LayerComposer: Multi-Human Personalized Generation via Layered Canvas
Guocheng Gordon Qian, Ruihang Zhang, Tsai-Shien Chen, Yusuf Dalva, Anujraaj Argo Goyal, Willi Menapace, Ivan Skorokhodov, Meng Dong, Arpit Sahni, Daniil Ostashev, Ju Hu, Sergey Tulyakov, Kuan-Chieh Jackson Wang
TL;DR
LayerComposer tackles the challenge of interactive, multi-human personalization by introducing a layered canvas where each subject is placed on its own RGBA layer, enabling occlusion-free composition and intuitive layout control.
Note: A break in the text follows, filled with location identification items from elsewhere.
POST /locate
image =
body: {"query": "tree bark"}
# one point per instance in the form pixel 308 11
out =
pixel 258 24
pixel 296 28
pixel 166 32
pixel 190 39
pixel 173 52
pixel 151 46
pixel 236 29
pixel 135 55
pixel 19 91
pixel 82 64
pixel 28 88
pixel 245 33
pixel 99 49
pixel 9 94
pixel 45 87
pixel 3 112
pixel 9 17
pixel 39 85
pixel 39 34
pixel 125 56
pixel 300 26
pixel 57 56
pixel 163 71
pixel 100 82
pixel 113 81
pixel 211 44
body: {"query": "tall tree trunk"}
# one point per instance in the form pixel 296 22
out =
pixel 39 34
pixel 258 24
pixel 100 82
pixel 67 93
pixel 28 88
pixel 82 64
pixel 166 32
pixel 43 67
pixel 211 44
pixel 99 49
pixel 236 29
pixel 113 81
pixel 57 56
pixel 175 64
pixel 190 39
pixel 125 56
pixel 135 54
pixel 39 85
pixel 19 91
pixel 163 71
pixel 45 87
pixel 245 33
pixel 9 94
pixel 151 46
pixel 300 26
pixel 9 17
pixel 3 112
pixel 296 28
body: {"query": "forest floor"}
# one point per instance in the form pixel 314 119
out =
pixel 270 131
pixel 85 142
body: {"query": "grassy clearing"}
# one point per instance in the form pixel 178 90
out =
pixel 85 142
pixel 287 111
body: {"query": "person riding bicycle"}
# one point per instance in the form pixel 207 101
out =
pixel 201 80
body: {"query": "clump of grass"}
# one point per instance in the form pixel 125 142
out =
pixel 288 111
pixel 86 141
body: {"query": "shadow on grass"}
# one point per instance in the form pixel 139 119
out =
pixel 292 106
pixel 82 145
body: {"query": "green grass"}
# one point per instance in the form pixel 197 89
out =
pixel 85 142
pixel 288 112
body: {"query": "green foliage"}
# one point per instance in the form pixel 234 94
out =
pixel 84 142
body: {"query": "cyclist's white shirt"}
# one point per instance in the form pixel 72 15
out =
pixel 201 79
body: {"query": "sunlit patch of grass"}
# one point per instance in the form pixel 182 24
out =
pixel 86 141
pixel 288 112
It pairs this representation with a diffusion-based pipeline and a transparent latent pruning mechanism to keep conditioning costs nearly independent of the number of subjects, along with a layerwise cross-reference training scheme to reduce copy-paste artifacts. Empirical results show superior spatial control, identity preservation, and prompt adherence across 4P, 2P, and 1P personalization benchmarks, plus favorable user study outcomes. The approach also supports background integration and generalizes to non-human content, suggesting practical impact for interactive group photo generation and future extensions with background and cross-modal guidance.
Abstract
Despite their impressive visual fidelity, existing personalized image generators lack interactive control over spatial composition and scale poorly to multiple humans. To address these limitations, we present LayerComposer, an interactive and scalable framework for multi-human personalized generation. Inspired by professional image-editing software, LayerComposer provides intuitive reference-based human injection, allowing users to place and resize multiple subjects directly on a layered digital canvas to guide personalized generation. The core of our approach is the layered canvas, a novel representation where each subject is placed on a distinct layer, enabling interactive and occlusion-free composition. We further introduce a transparent latent pruning mechanism that improves scalability by decoupling computational cost from the number of subjects, and a layerwise cross-reference training strategy that mitigates copy-paste artifacts. Extensive experiments demonstrate that LayerComposer achieves superior spatial control, coherent composition, and identity preservation compared to state-of-the-art methods in multi-human personalized image generation.